My MapReduce program distributes a png picture which is about 1M to every node, then every map task reads the picture from the distributed cache and does some image processing with another picture from the input of the map.

2

There are 2 answers

2
user. On
import java.io.BufferedReader;
import java.io.FileReader;
import java.io.IOException;
import java.net.URI;
import java.util.StringTokenizer;

import org.apache.hadoop.conf.Configuration;
import org.apache.hadoop.filecache.DistributedCache;
import org.apache.hadoop.fs.Path;
import org.apache.hadoop.io.IntWritable;
import org.apache.hadoop.io.Text;
import org.apache.hadoop.mapreduce.Job;
import org.apache.hadoop.mapreduce.Mapper;
import org.apache.hadoop.mapreduce.Reducer;
import org.apache.hadoop.mapreduce.lib.input.FileInputFormat;
import org.apache.hadoop.mapreduce.lib.output.FileOutputFormat;
import org.apache.hadoop.util.GenericOptionsParser;

public class WordCount {

  public static class TokenizerMapper 
       extends Mapper<Object, Text, Text, IntWritable>{

    private final static IntWritable one = new IntWritable(1);
    private Text word = new Text();

    public void map(Object key, Text value, Context context
                    ) throws IOException, InterruptedException {

          Path[] uris = DistributedCache.getLocalCacheFiles(context
                    .getConfiguration());





                    try{
                        BufferedReader readBuffer1 = new BufferedReader(new FileReader(uris[0].toString()));
                        String line;
                        while ((line=readBuffer1.readLine())!=null){
                            System.out.println(line);

                        }
                        readBuffer1.close(); 
                    }       
                    catch (Exception e){
                        System.out.println(e.toString());
                    }

                  StringTokenizer itr = new StringTokenizer(value.toString());

      while (itr.hasMoreTokens()) {
        word.set(itr.nextToken());
        context.write(word, one);
      }
    }
  }

  public static class IntSumReducer 
       extends Reducer<Text,IntWritable,Text,IntWritable> {
    private IntWritable result = new IntWritable();

    public void reduce(Text key, Iterable<IntWritable> values, 
                       Context context
                       ) throws IOException, InterruptedException {
      int sum = 0;
      for (IntWritable val : values) {
        sum += val.get();
      }
      int length=key.getLength();
      System.out.println("length"+length);
      result.set(sum);
/*      key.set("lenght"+lenght);*/
      context.write(key, result);


    }
  }

  public static void main(String[] args) throws Exception {

      final String NAME_NODE = "hdfs://localhost:9000";
    Configuration conf = new Configuration();

    String[] otherArgs = new GenericOptionsParser(conf, args).getRemainingArgs();
    if (otherArgs.length != 2) {
      System.err.println("Usage: wordcount <in> <out>");
      System.exit(2);
    }
    Job job = new Job(conf, "word count");
    job.setJarByClass(WordCount.class);
    job.setMapperClass(TokenizerMapper.class);
    job.setCombinerClass(IntSumReducer.class);
    job.setReducerClass(IntSumReducer.class);
    job.setOutputKeyClass(Text.class);
    job.setOutputValueClass(IntWritable.class);


    DistributedCache.addCacheFile(new URI(NAME_NODE
      + "/dataset1.txt"),
      job.getConfiguration());



    FileInputFormat.addInputPath(job, new Path(otherArgs[0]));
    FileOutputFormat.setOutputPath(job, new Path(otherArgs[1]));
    System.exit(job.waitForCompletion(true) ? 0 : 1);
  }

}
0
Saket On

great question. I am also trying to solve the similar issue. I don’t think Hadoop supports in memory cache out of the box. However it should not be very difficult to have another in memory cache somewhere on the grid for this purpose. We can pass the location of cache and name of the parameter as part of Job Configuration.
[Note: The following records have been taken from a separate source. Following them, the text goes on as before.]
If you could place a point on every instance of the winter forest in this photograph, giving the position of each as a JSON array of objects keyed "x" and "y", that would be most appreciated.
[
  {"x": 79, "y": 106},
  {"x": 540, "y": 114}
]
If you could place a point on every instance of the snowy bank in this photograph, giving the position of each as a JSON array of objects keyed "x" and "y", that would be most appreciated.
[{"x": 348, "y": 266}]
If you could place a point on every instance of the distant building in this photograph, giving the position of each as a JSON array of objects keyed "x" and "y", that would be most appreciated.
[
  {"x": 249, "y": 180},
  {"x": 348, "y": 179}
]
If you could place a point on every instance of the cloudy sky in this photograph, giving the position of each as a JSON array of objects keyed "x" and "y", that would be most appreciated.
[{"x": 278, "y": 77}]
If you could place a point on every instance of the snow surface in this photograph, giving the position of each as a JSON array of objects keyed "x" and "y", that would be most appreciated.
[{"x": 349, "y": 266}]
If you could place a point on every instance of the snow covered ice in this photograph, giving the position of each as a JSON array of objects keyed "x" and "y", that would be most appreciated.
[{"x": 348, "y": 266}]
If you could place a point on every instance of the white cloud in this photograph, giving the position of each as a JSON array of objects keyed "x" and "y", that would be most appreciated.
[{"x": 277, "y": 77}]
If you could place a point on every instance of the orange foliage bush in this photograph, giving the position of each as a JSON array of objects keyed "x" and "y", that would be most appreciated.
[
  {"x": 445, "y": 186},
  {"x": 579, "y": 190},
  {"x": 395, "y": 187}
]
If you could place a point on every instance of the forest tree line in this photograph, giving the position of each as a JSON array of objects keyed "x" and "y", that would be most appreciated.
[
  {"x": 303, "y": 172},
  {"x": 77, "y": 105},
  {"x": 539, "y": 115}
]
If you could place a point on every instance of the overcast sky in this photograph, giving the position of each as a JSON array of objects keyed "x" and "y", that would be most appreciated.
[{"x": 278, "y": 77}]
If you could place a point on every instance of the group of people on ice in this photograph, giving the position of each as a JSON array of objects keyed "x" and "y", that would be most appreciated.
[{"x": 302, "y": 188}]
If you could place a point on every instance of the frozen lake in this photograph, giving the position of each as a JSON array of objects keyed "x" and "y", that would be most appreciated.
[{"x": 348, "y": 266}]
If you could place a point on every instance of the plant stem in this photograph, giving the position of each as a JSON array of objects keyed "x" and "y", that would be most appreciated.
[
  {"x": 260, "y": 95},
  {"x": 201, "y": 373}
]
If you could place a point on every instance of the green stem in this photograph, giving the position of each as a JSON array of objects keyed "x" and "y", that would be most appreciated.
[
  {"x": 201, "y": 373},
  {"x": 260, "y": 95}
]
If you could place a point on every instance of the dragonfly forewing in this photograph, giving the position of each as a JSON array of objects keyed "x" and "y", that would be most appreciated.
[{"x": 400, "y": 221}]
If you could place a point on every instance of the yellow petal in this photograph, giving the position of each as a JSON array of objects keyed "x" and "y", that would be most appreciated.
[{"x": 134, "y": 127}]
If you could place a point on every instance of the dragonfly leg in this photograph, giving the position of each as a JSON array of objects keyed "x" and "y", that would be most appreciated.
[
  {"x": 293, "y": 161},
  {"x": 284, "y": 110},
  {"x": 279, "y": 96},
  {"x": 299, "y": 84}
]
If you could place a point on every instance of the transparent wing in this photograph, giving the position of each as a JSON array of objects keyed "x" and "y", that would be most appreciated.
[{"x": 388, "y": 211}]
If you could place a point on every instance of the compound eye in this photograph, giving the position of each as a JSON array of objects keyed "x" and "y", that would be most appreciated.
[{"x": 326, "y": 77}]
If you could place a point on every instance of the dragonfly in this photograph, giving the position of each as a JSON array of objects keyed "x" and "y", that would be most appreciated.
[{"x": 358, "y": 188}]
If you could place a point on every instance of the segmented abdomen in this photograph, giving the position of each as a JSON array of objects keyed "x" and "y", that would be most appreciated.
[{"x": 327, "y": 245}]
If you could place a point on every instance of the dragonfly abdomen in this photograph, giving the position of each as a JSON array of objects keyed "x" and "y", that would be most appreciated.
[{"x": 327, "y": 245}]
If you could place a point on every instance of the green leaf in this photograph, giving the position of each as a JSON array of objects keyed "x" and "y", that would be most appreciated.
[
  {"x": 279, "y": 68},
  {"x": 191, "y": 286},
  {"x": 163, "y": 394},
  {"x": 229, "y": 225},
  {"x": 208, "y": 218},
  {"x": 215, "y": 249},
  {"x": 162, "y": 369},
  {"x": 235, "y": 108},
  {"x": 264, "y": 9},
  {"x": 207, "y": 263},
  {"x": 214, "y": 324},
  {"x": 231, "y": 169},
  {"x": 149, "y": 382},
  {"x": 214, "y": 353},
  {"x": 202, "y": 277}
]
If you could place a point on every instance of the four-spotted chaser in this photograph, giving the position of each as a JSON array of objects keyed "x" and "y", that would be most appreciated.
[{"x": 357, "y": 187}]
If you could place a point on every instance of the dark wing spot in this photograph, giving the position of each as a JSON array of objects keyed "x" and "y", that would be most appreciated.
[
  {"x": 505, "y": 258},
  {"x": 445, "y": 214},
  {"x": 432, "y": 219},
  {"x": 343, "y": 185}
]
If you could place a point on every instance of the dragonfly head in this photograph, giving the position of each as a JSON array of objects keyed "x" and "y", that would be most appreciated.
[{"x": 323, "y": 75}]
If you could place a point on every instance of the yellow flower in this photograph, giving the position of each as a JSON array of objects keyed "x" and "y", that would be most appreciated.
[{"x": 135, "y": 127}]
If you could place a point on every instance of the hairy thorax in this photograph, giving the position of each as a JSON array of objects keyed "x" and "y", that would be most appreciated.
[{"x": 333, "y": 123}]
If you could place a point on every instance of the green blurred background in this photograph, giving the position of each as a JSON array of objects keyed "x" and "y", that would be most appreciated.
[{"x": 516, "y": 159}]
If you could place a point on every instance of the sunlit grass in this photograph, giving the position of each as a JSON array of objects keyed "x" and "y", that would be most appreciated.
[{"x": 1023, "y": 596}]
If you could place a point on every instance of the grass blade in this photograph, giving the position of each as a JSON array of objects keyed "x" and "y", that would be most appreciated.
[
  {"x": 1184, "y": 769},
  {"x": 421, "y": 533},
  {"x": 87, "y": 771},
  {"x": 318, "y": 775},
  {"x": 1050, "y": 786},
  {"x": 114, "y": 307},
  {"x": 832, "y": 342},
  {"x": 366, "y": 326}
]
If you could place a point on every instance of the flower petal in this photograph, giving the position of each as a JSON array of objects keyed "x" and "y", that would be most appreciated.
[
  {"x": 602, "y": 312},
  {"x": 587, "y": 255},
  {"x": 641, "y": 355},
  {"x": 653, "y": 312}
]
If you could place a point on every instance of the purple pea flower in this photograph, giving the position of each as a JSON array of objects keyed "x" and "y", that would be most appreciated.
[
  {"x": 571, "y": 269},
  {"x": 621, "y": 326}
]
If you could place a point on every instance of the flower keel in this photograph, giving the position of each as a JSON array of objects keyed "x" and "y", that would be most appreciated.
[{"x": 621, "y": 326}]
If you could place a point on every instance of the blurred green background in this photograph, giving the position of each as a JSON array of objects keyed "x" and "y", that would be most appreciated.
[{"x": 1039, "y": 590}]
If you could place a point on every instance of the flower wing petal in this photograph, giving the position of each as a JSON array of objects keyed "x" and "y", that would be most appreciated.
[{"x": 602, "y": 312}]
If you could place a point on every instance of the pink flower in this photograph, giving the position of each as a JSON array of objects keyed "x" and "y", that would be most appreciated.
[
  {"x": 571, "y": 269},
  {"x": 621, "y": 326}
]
As far as code example above is concerned it doesn’t answer the original question. In addition it showcases non-optimum code sample. Ideally you should access the cache file as part of setup() method and cache any information you may want to use as part of map() method. In the example above cache file will be read once for every key-value pair which compromises with the performance of the mapreduce job.